What is that one thing you wish you did before you get married?
Often time, once we crossed a hurdle, it appears it never existed. One of my university lecturers used to say that when you look at people above you, it appears that once they get to the top, they removed the ladder they climb to reach that height. Therefore, those coming behind will have no idea how to reach such position.
It is for this reason that I will like to share this thought with younger folks. So you can have an idea of the hurdle we crossed and learn from it.
One thing I wish I did before getting married. Although I have no regrets, I however think it is important to share this.

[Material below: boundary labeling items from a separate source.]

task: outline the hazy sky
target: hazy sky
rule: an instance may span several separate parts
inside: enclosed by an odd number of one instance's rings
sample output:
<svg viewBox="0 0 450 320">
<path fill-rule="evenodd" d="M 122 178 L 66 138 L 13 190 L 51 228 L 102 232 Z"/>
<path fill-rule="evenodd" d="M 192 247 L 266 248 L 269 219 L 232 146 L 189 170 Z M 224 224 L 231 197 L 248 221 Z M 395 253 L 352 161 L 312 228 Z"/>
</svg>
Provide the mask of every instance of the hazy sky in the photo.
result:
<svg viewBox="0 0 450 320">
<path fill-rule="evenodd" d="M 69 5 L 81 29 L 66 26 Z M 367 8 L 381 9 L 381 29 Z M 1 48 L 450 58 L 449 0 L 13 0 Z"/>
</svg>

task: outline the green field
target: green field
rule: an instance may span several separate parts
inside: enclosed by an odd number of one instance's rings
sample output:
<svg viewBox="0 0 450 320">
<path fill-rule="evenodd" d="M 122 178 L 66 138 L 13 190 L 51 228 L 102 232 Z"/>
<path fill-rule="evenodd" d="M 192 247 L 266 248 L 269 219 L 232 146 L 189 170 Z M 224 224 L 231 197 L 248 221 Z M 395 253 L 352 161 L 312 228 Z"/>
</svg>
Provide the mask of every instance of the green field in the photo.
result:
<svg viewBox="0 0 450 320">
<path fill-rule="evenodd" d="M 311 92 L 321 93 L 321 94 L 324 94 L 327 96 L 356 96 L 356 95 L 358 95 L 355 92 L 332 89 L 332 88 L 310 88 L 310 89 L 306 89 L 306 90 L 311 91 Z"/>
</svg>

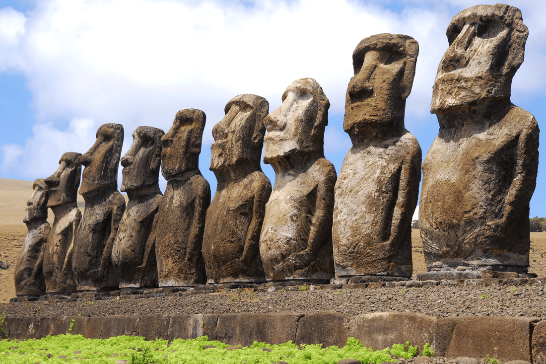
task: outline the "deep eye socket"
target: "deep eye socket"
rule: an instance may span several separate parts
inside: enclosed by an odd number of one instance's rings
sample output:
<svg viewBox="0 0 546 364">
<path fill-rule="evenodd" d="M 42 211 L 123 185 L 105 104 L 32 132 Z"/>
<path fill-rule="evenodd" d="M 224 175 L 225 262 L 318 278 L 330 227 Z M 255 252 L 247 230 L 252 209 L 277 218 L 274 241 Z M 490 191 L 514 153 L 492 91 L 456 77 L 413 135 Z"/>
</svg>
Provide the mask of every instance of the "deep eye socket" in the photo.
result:
<svg viewBox="0 0 546 364">
<path fill-rule="evenodd" d="M 173 145 L 173 143 L 174 143 L 174 140 L 170 138 L 165 138 L 161 139 L 161 146 L 164 148 Z"/>
<path fill-rule="evenodd" d="M 455 25 L 447 32 L 447 40 L 449 43 L 449 45 L 451 45 L 452 43 L 455 42 L 455 40 L 457 39 L 459 34 L 461 34 L 461 32 L 462 31 L 462 27 Z"/>
<path fill-rule="evenodd" d="M 401 60 L 404 57 L 403 55 L 398 52 L 385 52 L 385 54 L 384 57 L 385 61 L 383 62 L 383 64 L 386 65 L 392 64 Z"/>
<path fill-rule="evenodd" d="M 490 18 L 480 18 L 477 26 L 476 36 L 483 39 L 495 38 L 506 29 L 504 23 Z"/>
<path fill-rule="evenodd" d="M 140 142 L 141 148 L 151 148 L 153 146 L 153 140 L 150 138 L 143 138 Z"/>
<path fill-rule="evenodd" d="M 354 72 L 354 75 L 357 75 L 360 73 L 360 70 L 362 69 L 362 65 L 364 64 L 364 58 L 359 59 L 353 64 L 353 71 Z"/>
</svg>

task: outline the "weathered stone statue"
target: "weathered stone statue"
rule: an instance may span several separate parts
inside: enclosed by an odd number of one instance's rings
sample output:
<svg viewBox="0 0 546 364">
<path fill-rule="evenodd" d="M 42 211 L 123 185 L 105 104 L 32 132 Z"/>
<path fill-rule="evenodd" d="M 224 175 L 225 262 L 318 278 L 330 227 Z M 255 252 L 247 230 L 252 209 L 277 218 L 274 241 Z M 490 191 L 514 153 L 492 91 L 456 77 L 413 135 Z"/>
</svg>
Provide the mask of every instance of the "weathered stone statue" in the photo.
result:
<svg viewBox="0 0 546 364">
<path fill-rule="evenodd" d="M 41 296 L 45 294 L 45 282 L 42 272 L 43 247 L 48 239 L 50 227 L 48 218 L 48 186 L 43 179 L 37 179 L 34 191 L 27 202 L 23 222 L 28 233 L 23 250 L 15 266 L 14 278 L 17 296 Z"/>
<path fill-rule="evenodd" d="M 161 129 L 139 126 L 133 144 L 121 157 L 122 192 L 129 197 L 112 250 L 120 288 L 157 286 L 156 247 L 148 238 L 163 196 L 158 184 Z"/>
<path fill-rule="evenodd" d="M 510 90 L 528 34 L 519 10 L 501 4 L 469 8 L 448 27 L 419 212 L 429 270 L 527 272 L 538 127 Z"/>
<path fill-rule="evenodd" d="M 167 186 L 150 236 L 160 287 L 193 286 L 206 280 L 201 250 L 210 186 L 199 169 L 205 120 L 200 110 L 179 111 L 161 138 Z"/>
<path fill-rule="evenodd" d="M 336 171 L 323 149 L 329 107 L 317 81 L 303 78 L 288 86 L 281 106 L 264 120 L 264 162 L 276 174 L 260 237 L 268 280 L 334 277 Z"/>
<path fill-rule="evenodd" d="M 59 168 L 45 179 L 49 191 L 48 207 L 55 215 L 44 252 L 44 274 L 48 293 L 76 292 L 72 259 L 76 232 L 81 221 L 81 212 L 76 201 L 81 176 L 81 163 L 78 161 L 81 155 L 75 152 L 63 154 Z"/>
<path fill-rule="evenodd" d="M 269 110 L 263 97 L 236 96 L 212 129 L 210 169 L 218 184 L 207 210 L 203 246 L 209 283 L 265 281 L 260 232 L 271 185 L 260 157 Z"/>
<path fill-rule="evenodd" d="M 117 167 L 123 142 L 120 124 L 102 125 L 97 142 L 79 161 L 85 166 L 80 193 L 85 211 L 74 243 L 72 265 L 78 291 L 117 289 L 120 279 L 112 248 L 125 199 L 117 191 Z"/>
<path fill-rule="evenodd" d="M 353 53 L 343 120 L 353 146 L 336 183 L 334 210 L 338 279 L 411 277 L 421 148 L 404 127 L 404 114 L 418 53 L 411 37 L 388 33 L 363 39 Z"/>
</svg>

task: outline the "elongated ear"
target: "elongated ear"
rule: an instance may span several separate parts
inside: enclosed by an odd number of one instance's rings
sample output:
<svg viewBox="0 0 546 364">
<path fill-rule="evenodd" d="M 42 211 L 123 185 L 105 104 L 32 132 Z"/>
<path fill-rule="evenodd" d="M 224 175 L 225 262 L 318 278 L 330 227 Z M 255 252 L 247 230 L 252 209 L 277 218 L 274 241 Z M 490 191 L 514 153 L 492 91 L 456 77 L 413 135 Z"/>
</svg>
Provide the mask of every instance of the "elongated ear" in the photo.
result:
<svg viewBox="0 0 546 364">
<path fill-rule="evenodd" d="M 413 78 L 415 77 L 415 67 L 417 64 L 417 56 L 419 55 L 419 43 L 415 39 L 406 41 L 406 65 L 404 75 L 402 79 L 402 99 L 405 100 L 411 93 L 413 86 Z"/>
<path fill-rule="evenodd" d="M 260 101 L 256 110 L 256 125 L 252 134 L 252 144 L 254 148 L 262 150 L 264 143 L 264 135 L 265 134 L 265 126 L 264 119 L 269 114 L 269 103 L 265 98 Z"/>
</svg>

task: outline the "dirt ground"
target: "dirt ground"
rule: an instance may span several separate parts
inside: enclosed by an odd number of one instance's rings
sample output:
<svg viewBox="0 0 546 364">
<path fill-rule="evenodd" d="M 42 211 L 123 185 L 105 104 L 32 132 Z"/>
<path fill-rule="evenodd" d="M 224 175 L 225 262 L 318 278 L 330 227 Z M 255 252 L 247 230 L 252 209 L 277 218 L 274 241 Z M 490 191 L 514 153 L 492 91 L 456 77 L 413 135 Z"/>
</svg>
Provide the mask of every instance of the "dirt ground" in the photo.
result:
<svg viewBox="0 0 546 364">
<path fill-rule="evenodd" d="M 13 273 L 27 234 L 23 223 L 26 201 L 32 193 L 32 182 L 0 178 L 0 261 L 9 265 L 0 269 L 0 302 L 15 297 Z M 84 201 L 78 196 L 78 207 L 83 210 Z M 53 223 L 50 211 L 48 220 Z M 412 230 L 413 274 L 426 272 L 419 230 Z M 529 273 L 546 277 L 546 232 L 531 233 L 531 266 Z"/>
</svg>

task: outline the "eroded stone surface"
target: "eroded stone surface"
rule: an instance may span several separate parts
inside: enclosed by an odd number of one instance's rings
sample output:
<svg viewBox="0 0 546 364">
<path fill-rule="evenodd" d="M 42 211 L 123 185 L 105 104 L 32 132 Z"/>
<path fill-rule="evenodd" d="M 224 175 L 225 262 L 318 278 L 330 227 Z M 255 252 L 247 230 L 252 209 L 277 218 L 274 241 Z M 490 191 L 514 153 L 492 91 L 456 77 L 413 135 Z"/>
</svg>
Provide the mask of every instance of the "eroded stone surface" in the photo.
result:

The one thing I wish I did differently is seeking knowledge about the marital journey. I wish I learn more, know more at that time. The thing is, there is no school where these things are thought and parents are too busy to also sensitize their children about marriage — the last thing on the priority list.
The onus is however on the adult who felt they are set to marry to seek this knowledge — yes, the knowledge of marriage. Once you feel you’re ripe for marriage, it is imperative that you are responsible enough to stuck yourself up with the necessary skill and tips on how to navigate the journey.
Marriage is never a bed of roses nor Hollywood romantic fantasies. Though, it is also not a bed of thorns as there are so many sweet experiences there, trust me. But, it comes with responsibilities.
It comes with responsibilities that require that you are physically and mentally ready to manage. More importantly, you have to know that you are not marrying only to enjoy the fantasies of honeymoon and candle nights with your spouse, you are committing to work together and create an environment upon which you will nurture a new generation that will come to become responsible adults and not liabilities.
So, parenting becomes another level of responsibility you must be conscious about. This, I wish I learn before getting married. Truth is, I am enjoying the ride big time and I thank Allah for such a blessing. I however believe if I had known more, I would have been able to do certain things differently and by extension, enjoy more.
I was deliberate before getting married, I was clear I truly wanted to swim in the ocean of marital responsibilities, however, with what I now know, I believe I would have been a better husband and father, had I invest in more personal development. I got to know this reality as I grow in marriage and increase in knowledge and experience. I feel if I learn these things earlier enough, I would have been the best husband and father in our time.
So, don’t go in unprepared and the key to preparation is to seek knowledge.
And here, I am not talking about a mere public lecture or motivational speech where you just get excited to start the journey with no tangible skills. I am talking about real hardcore learning such as workshops, seminars, courses that will break everything down and enlighten you with the requisite skills to sail the ship successfully.
There are so many things to learn about — Personal finance, Self-care, Communication, Conflict Resolution, Parenting, Emotional intelligence, Spirituality, etc.
Finally, if you are married, it is never too late to seek knowledge and if you are not, it is good timing to learn about the marital journey.